Para Heliani, com os resultados foram verificadas várias carências em relação à expectativa do jovem para a escolha da carreira. “Com o projeto, pretendíamos saber como os jovens são influenciados para seguir a carreira e explicar que, depois do ensino médio, tem um caminho a ser percorrido que é a universidade”, disse. A pesquisa, de acordo com ela, buscou olhar para a questão subjetiva dos alunos, suas perspectivas e tratar sobre a inclusão do estudante de escola do ensino público nas faculdades.
 
“A maioria dos alunos não necessariamente entende que vai para a universidade, pois isso não está em primeiro plano para eles. Esses jovens que cursam o ensino médio não têm conhecimento sobre as universidades públicas. Existe um medo e a incerteza de escolher e não se dar bem no curso.
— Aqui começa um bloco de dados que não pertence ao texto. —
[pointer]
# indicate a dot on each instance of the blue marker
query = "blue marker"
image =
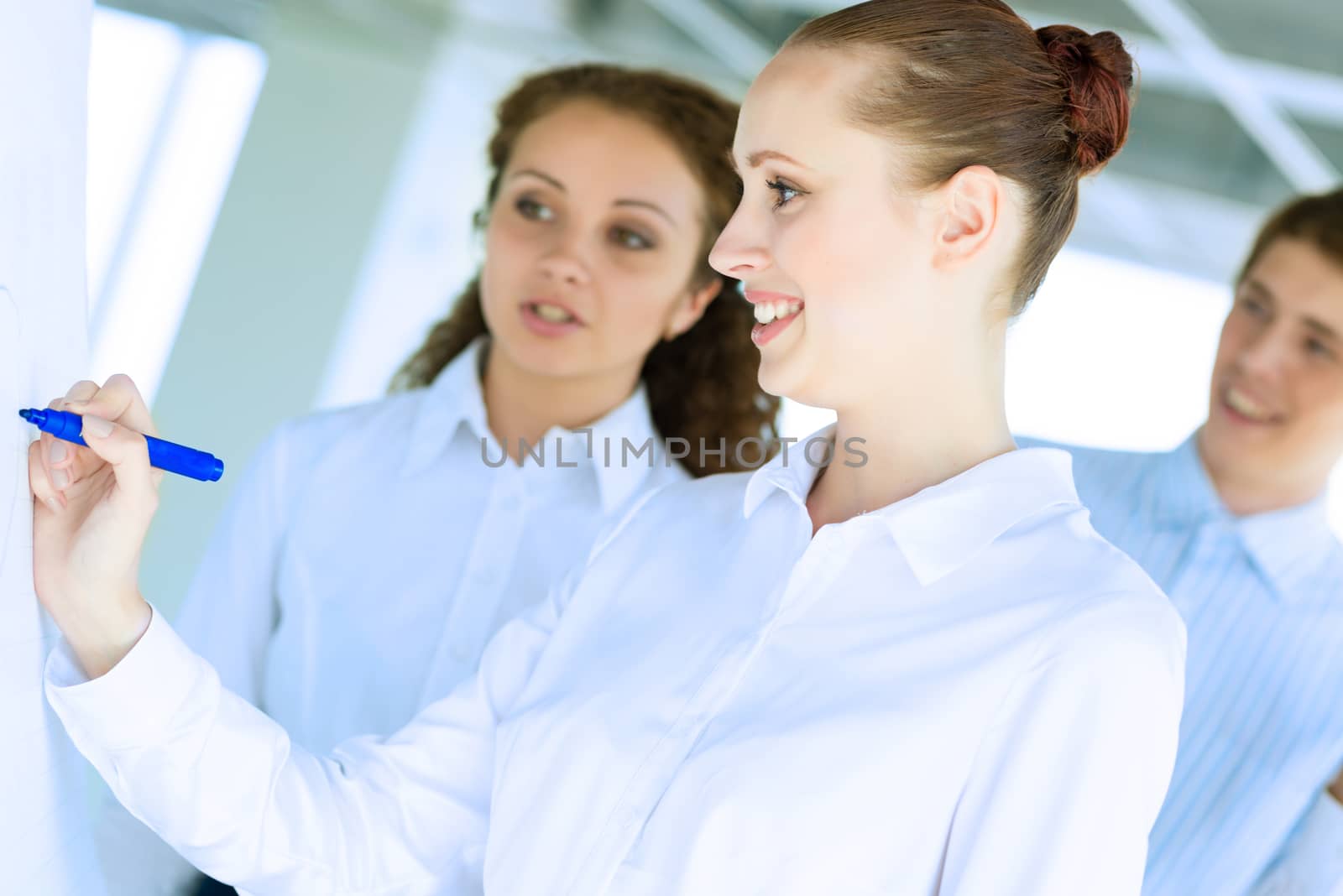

Acham que, por serem de escola pública, dificilmente entram em universidade pública. Eles têm dúvidas. Há a necessidade de explorar os caminhos para entrada na universidade e direcioná-los para a formação”, completou a professora.
 
Segundo Heliani, os pais exercem influência nos resultados analisados. Os responsáveis legais pelo grupo dos orientados têm maior escolaridade e maior renda. Outro fator de alteração é a questão de gênero. A maioria das mulheres está entre a categoria das decididas, orientadas e também das pessimistas. “Talvez elas estejam neste último grupo pelo fato do caráter social que envolve o assunto”, afirmou.